Una delle opere d’arte più famose, che si trova al Museo del Louvre a Parigi, il museo più visitato al mondo, pensate che quasi 10 milioni di visitatori ogni anno accorrono per osservare il dipinto più famoso di Leonardo: la Gioconda.
È divenuta un’icona dopo esser stata rubata nell’agosto 1911, proprio al Louvre da Vincenzo Peruggia, il più famoso dei ladri d’arte.

Come avvenne il furto della Gioconda?
Tutto avvenne nella notte fra il 20 e il 21 agosto del 1911. Un imbianchino italiano, che lavorava al Louvre, e proprio per questo conosceva alla perfezione misure di sicurezza. Insieme a due compari, Peruggia, si intrufolò nel museo passandovi la notte.
Come ogni lunedì mattina il museo era chiuso ai visitatori, i tre entrarono indisturbati nel Salon Carrè abbigliati con loro camice bianco, si avvicinarono al dipinto, la rimossero la Gioconda dalla parete, sgattaiolarono passando da una porta di servizio laterale. Vestiti con i camici bianchi nessuno li notò fra gli addetti alla manutenzione e alla pulizia del lunedì.
Fino al martedì mattina, nessuno si accorse di nulla, fin quando due artisti, in visita al museo, si sono resero conto che il quadro non era più appeso al proprio posto.
Per due anni non vi fu alcuna notizia del dipinto: era sparito.
La polizia indagò e per un breve periodo addirittura fra i principali sospettati ci furono due nomi della storia dell’arte molto noti: Pablo Picasso e Guillaume Apollinaire, furono interrogati e subito rilasciati.
Un giornale francese offrì una ricompensa per i “chiaroveggenti”: ben cinquemila franchi.
Ma della Gioconda nessuna notizia!
Chi c’era davvero dietro il furto?
Per molto tempo anche questo rimase un mistero.
Inizialmente tutti credettero alla storia raccontata da Peruggia: aveva rubato il quadro per motivi patriottici, voleva che fosse riportato in Italia, alla fine un museo italiano era il suo posto!

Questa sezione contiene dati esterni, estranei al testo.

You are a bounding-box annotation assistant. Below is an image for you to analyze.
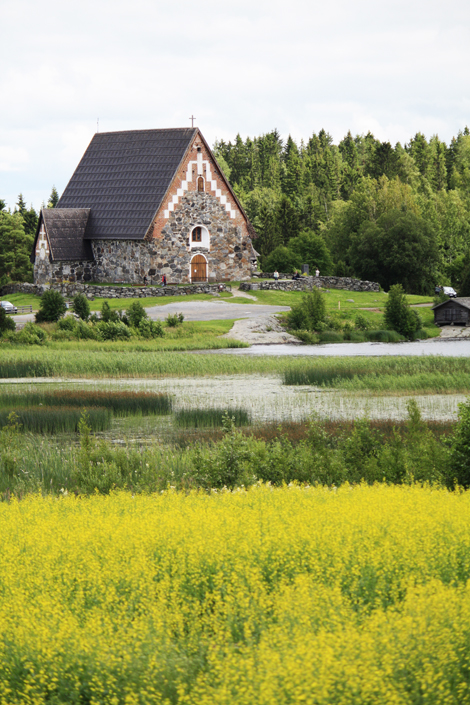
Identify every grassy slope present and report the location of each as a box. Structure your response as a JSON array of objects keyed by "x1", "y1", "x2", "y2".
[{"x1": 2, "y1": 289, "x2": 439, "y2": 340}]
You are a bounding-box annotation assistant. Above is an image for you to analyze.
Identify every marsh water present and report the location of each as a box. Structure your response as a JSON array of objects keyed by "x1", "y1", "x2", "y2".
[
  {"x1": 211, "y1": 338, "x2": 470, "y2": 357},
  {"x1": 1, "y1": 374, "x2": 466, "y2": 442}
]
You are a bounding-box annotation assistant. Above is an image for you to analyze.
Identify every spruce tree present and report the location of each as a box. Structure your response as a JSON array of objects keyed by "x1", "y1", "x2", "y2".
[{"x1": 47, "y1": 186, "x2": 59, "y2": 208}]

Ma la storia non è esattamente questa: Peruggia agì su commissione.
La persona che pagò lui e i suoi complici (Vincenzo e Michele Lancelotti) era Eduardo de Valfierno che si faceva chiamare “Marqués”, ancora oggi si sa ben poco della sua vita!
A Marqués del dipinto interessava ben poco, voleva solo dimostrare al mondo intero che tutto ciò che desidera era in grado di ottenerlo.
Figlio di una famiglia benestante, procacciava dipinti su commissione, molto spesso, i suoi clienti non ricevevano gli originali, ma copie ben fatte prodotte da Yves Chaudron.
I due, a Buenos Aires, gestivano un vero e proprio atelier di falsi di Murillo, non vennero mai scoperti. Non correvano alcun rischio, nessuno che avesse commissionato un furto d’arte li avrebbe mai denunciati per avergli rifilato un falso!
Con la Gioconda operarono allo stesso modo: ancor prima di esser rubata fu offerta a diversi collezionisti, per la maggior parte americani. Quando su tutti i giornali uscì la notizia del furto, complessivamente vendette 6 copie, realizzate da Yves Chaudron.
La vera Gioconda non aveva mai lasciato Parigi, si trovava a soli 5 chilometri dal Louvre, nell’appartamento di Vincenzo Peruggia.
Per ben due anni il filibustiere di Vincenzo non ebbe più alcuna notizia dal suo committente, inizialmente pensò ad un disguido poi ad una rinuncia, a quel punto decise di organizzarsi in proprio.
Prese in quadro, andò a Firenze e lo offrì al direttore degli Uffizi. Venne arrestato il 12 dicembre 1913, la pena fu molto mite un anno e due settimane, ma lo psichiatra riconobbe l’infermità mentale e ridusse la pena a sette mesi. Al suo rilascio, In patria fu festeggiato come un eroe.

Che fine fece Eduardo de Valfierno?
Morì nel 1931, senza esser mai condannato per aver commissionato il furto della Gioconda. Era riuscito a far perdere abilmente le sue tracce, Peruggia non era a conoscenza neppure del suo vero nome.
Karl Decker fu l’unico giornalista che riuscì ad ottenere un’intervista, ma solo dopo la morte del Marquès potè pubblicare le sue conversazioni.
Quello della Gioconda è considerato, ancora oggi, il furto d’arte più clamoroso del XX secolo.